$2n$ th partial derivative of $\frac{1}{y(1+x^2)-1}$ with respect to $x$.

Question

I need to find the $2n$ th derivative with respect to $x$ of the function $f = \frac{1}{y(1+x^2)-1}$. I tried differentiating util a pattern was founded, but that didn't happen.

I think the $x^2$ is making everything more difficult so I wanted to know if is possible to write $f$ as a sum of functions that don't depend on $x^2$. Also, I'm talking about a closed form.

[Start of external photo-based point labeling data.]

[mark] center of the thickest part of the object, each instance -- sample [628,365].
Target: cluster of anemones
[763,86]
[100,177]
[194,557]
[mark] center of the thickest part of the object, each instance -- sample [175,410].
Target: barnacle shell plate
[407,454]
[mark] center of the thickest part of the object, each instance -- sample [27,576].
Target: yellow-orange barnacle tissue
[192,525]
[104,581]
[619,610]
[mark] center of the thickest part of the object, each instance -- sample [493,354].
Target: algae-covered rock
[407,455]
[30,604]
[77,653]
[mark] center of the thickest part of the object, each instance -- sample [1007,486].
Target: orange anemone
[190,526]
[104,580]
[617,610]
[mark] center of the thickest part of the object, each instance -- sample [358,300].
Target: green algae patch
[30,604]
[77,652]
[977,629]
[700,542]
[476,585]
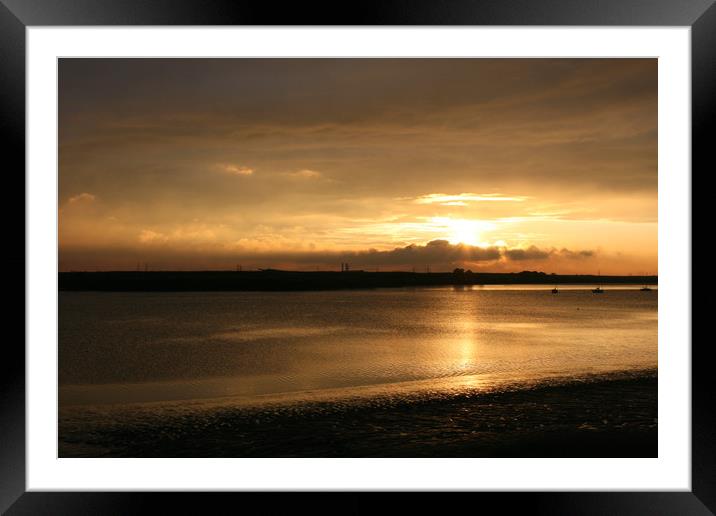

To make it more clear of what I'm talking about I will give a example. To find the $n$ th derivative of $1/(1-x^2)$ I tried differentiating the function to find a pattern but didn't work. But if we write $1/(1-x^2) = 1/(2x+2) - 1/(2x-2) $ we can differentiate the first and second term separately and easily find a pattern then just add the two together.

Answer 1

As Jimmy Sabater commented, consider that $$y(1+x^2)-1=y(x-r_1)(x-r_2) \qquad \text{where}\qquad r_{1,2}=\pm\frac{\sqrt{1-y}}{\sqrt{y}}$$ Now, use partial fraction decomposition $$\frac 1 {y(1+x^2)-1}=\frac 1{y(r_1-r_2)}\left(\frac 1 {x-r_1}-\frac 1 {x-r_2} \right)$$ and any derivative becomes quite simple.